The president frequently behaved in private as he does in public: he threatened, proffered pardons, and cajoled those around him to make this investigation end or go away. He was at every turn bounded, rejected, or ignored by those who work for him who were unwilling to break any laws on his behalf. Don McGahn should win an MVP award. Does this make the president look bad? Of course it does! Is it surprising? To me, not at all – he was doing all this in public, too. This is what being governed by the first 2,000 people through the gate at the Bruins game looks like.
But at the end of the day, no laws were clearly broken, so Mueller, like Comey before him, decided to reach a “no exoneration” conclusion that smears the target of the investigation without advancing a legal argument for his indictment – kicking the matter instead to Congress, where politicians are left with a partial roadmap to impeachment, but hardly enough fuel for that train.
How can we know that to be the case? Just look at the instant reaction of Democratic leadership, where Steny Hoyer is speaking for Nancy Pelosi. They have zero interest in taking the matter up. In taking this position, they are relying on voluminous poll data showing that the American people long ago tuned out this investigation and do not believe impeachment is justified. They are also taking signals from the 2020 Democratic field, where none of the leading candidates is pushing for impeachment, and where questions about Mueller or Russia are virtually nonexistent on the campaign trail. That’s unlikely to change.
The challenge of course for Democratic leadership is that the biggest constituency for impeachment is the media, which yesterday was urging Democrats to impeach the president. They are happy to leave this question to the voters. Media partisans immediately freaked out at Hoyer for saying what any responsible leader ought to say. The mantra of the media is that the White House is dominated by a “culture of lying” – shocking, I say. 2019 George Stephanopoulos repeated that this morning, and watching him make the case that a culture of lying is an impeachable offense would be pretty hilarious news for 1998 George Stephanopoulos.
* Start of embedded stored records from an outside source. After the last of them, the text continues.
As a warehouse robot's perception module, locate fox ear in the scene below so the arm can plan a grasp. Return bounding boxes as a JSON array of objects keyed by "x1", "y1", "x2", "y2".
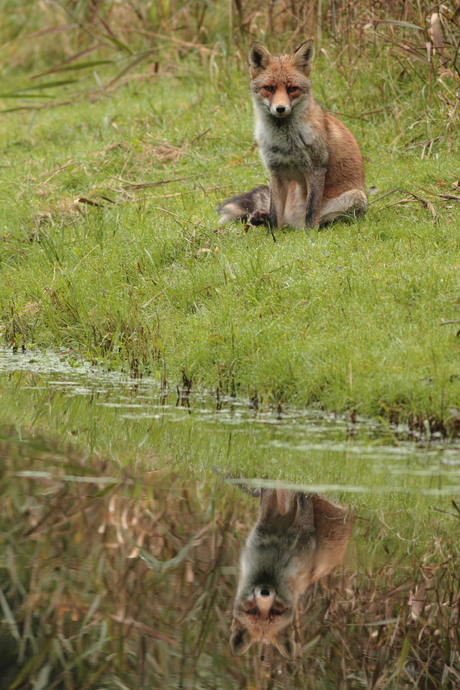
[
  {"x1": 230, "y1": 619, "x2": 254, "y2": 656},
  {"x1": 271, "y1": 625, "x2": 295, "y2": 661},
  {"x1": 249, "y1": 41, "x2": 272, "y2": 77},
  {"x1": 292, "y1": 38, "x2": 315, "y2": 73}
]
But if you’re willing to claim out of nowhere that 20 years of watching Fox News turned Bill Barr into a Trumpian figure, you’re willing to go pretty far out there.
So this sets up an interesting phenomenon. The Democratic Leadership is wisely pumping the brakes on impeachment. The majority of the Democratic conference is with them. The majority of the American people are with them. But influential partisans are in favor of such a foolhardy escapade, despite all the facts we now know, driven by their hatred of this president and a refusal to acknowledge how wrong they were about how he got elected. Much as its authors tried, the report does not aid them in this effort. As David Harsanyi notes, “It went from ‘Russia stole the election with Trump’ to ‘Trump spoke about trying to undermine the investigation that was being used to smear him every day for two years.’” That’s just not going to fly. But influential elites in politics and media are now reduced to this conspiracy of dunces, imitating Homer Simpson chasing after that marvelous pig, insisting it’s still good.